Well how did that turn out? The net neutrality advocates now find themselves back to square one, without any FCC guardrails or digital divide funding. They got nothing. Zealotry may feel good and gin up lots of donations, but it doesn’t produce real, lasting results.
But the issue has not necessarily been resolved once and for all. In fact, a bipartisan legislative solution along the lines ITIF proposed in 2015 is still in everyone’s interest.
To be sure, Democrats are in a much weaker bargaining position today than they were then, but their position cannot be completely dismissed. Indeed, whether or not it’s based on valid policy analysis (it’s not), net neutrality regulation enjoys widespread public support. So Republicans shouldn’t get too cocky about their ability to roll back what they see as regulatory excess.

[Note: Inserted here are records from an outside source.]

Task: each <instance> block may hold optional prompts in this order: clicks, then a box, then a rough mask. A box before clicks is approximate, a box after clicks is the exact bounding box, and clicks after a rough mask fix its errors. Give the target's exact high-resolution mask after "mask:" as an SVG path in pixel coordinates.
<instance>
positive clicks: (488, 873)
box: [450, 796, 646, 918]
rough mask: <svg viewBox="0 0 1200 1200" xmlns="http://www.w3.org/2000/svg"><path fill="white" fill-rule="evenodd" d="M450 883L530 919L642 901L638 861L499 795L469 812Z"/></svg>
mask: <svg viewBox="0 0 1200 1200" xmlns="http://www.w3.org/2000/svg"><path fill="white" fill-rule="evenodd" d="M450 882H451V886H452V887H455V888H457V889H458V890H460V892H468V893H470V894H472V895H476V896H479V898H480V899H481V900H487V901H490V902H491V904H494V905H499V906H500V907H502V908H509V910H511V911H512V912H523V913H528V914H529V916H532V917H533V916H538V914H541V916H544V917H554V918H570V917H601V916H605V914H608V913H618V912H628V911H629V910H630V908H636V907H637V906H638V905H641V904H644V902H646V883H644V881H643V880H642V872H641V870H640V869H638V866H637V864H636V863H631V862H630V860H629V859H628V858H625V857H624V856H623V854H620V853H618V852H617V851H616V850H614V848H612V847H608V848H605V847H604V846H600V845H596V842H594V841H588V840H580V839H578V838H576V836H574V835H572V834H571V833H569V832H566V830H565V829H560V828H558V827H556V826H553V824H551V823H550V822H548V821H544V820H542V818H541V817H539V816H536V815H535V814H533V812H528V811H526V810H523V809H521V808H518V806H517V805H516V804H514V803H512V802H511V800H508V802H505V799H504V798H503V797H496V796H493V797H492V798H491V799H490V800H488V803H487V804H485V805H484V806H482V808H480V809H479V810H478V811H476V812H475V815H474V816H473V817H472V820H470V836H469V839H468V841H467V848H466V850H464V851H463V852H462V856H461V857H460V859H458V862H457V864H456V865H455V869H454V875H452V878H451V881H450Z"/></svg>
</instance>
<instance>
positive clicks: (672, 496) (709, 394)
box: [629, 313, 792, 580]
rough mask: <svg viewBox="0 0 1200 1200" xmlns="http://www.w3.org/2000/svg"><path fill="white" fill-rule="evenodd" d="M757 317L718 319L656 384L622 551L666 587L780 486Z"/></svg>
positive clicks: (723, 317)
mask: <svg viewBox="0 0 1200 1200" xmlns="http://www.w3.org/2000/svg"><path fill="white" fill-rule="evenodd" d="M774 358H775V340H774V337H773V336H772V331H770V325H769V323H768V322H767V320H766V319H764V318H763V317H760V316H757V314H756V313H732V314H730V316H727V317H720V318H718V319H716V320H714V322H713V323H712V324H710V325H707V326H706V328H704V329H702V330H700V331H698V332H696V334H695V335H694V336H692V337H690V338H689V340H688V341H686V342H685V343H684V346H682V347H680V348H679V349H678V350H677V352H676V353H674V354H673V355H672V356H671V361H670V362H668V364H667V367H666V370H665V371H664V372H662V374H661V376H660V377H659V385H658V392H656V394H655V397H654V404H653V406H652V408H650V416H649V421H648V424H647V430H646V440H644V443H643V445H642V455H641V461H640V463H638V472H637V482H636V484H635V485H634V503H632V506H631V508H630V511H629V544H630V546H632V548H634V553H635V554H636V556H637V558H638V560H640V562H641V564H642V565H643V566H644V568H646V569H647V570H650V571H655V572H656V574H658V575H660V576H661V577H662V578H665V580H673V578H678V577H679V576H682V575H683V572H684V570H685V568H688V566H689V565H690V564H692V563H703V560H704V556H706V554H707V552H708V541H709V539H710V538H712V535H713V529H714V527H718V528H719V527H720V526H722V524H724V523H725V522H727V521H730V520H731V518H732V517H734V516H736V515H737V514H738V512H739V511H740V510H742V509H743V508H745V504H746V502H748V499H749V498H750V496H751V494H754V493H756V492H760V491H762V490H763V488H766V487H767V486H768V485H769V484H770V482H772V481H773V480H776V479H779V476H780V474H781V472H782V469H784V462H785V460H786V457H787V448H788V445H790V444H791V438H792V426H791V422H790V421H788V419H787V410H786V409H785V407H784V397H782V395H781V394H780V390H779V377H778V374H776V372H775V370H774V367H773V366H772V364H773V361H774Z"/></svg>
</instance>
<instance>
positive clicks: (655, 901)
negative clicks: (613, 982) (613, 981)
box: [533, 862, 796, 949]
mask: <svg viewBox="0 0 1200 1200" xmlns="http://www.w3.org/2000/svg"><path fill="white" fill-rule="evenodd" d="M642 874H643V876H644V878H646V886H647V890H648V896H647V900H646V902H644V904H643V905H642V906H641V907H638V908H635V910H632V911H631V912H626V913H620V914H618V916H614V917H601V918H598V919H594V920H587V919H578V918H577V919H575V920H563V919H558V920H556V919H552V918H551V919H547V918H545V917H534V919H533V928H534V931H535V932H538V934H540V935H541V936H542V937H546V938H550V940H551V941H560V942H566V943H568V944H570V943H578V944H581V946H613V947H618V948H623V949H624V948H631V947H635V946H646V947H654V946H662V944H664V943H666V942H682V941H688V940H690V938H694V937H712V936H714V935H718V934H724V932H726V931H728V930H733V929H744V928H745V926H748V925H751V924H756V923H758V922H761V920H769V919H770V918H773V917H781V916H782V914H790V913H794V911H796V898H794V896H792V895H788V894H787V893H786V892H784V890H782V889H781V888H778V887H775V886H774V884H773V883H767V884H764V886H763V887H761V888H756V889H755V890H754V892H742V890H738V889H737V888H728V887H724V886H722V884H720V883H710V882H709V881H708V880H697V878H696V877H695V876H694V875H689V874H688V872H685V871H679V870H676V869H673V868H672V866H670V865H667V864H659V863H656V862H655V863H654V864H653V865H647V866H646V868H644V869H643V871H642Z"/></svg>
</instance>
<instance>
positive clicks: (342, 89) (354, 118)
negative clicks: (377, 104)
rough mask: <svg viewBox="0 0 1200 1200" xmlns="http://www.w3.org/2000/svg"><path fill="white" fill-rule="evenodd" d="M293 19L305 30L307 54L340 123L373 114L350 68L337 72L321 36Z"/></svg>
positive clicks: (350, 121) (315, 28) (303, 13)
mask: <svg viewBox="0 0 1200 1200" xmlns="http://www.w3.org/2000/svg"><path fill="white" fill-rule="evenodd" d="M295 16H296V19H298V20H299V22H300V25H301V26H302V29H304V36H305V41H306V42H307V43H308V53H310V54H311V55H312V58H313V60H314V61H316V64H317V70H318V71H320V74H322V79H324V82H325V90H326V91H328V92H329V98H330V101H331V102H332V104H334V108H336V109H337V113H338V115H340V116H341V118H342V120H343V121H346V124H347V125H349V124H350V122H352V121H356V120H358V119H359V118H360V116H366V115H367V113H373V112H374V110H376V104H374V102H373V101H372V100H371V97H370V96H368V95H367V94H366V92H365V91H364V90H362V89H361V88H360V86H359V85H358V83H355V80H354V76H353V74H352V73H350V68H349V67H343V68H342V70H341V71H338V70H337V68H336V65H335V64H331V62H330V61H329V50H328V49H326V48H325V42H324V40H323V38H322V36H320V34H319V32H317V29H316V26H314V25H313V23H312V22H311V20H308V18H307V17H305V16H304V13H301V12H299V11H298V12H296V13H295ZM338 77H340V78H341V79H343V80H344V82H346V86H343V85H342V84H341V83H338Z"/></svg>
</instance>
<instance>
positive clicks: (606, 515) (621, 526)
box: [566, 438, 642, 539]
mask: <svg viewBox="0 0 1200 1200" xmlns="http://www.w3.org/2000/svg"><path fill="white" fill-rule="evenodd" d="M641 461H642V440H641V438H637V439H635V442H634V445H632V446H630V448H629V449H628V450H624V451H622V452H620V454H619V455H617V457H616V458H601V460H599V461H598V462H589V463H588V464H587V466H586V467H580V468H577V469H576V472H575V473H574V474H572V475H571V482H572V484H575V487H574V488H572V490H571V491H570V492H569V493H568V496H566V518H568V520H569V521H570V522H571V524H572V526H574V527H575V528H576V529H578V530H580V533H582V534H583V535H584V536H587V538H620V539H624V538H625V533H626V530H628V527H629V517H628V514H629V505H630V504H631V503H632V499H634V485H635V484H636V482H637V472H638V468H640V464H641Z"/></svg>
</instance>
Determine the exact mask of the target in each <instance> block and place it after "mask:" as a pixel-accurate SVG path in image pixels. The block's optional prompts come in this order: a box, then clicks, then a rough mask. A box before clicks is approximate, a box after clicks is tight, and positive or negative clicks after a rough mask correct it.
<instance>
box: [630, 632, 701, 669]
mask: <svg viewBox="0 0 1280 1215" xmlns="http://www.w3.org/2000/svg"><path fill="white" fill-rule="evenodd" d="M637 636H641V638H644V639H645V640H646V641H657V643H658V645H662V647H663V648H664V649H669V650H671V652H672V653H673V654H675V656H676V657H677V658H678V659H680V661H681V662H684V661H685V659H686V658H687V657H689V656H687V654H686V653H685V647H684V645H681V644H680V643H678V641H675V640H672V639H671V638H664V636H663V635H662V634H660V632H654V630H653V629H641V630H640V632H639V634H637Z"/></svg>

The 2020 election could very well deliver a Democratic president and a Democratically controlled FCC, who may not only reinstates Wheeler’s Title II mistake, but do so with price controls and other remnants of monopoly-era regulation included.
Essentially technocratic policy issues should not be left undecided, swinging back and forth between extreme positions. How are the relevant businesses supposed to plan? Unfortunately, however, net neutrality has become a Manichean, ideological debate, full of heroes and villains. We can only hope that such policy debates one day go back to being relatively non-ideological and non-partisan, with stakeholders from all sides working together to promote the best interests of both businesses and consumers. In the meantime, conservative and liberal partisans should take note: All-or-nothing administrative victories are sweet, but fleeting. So, bipartisan, legislative compromise anyone?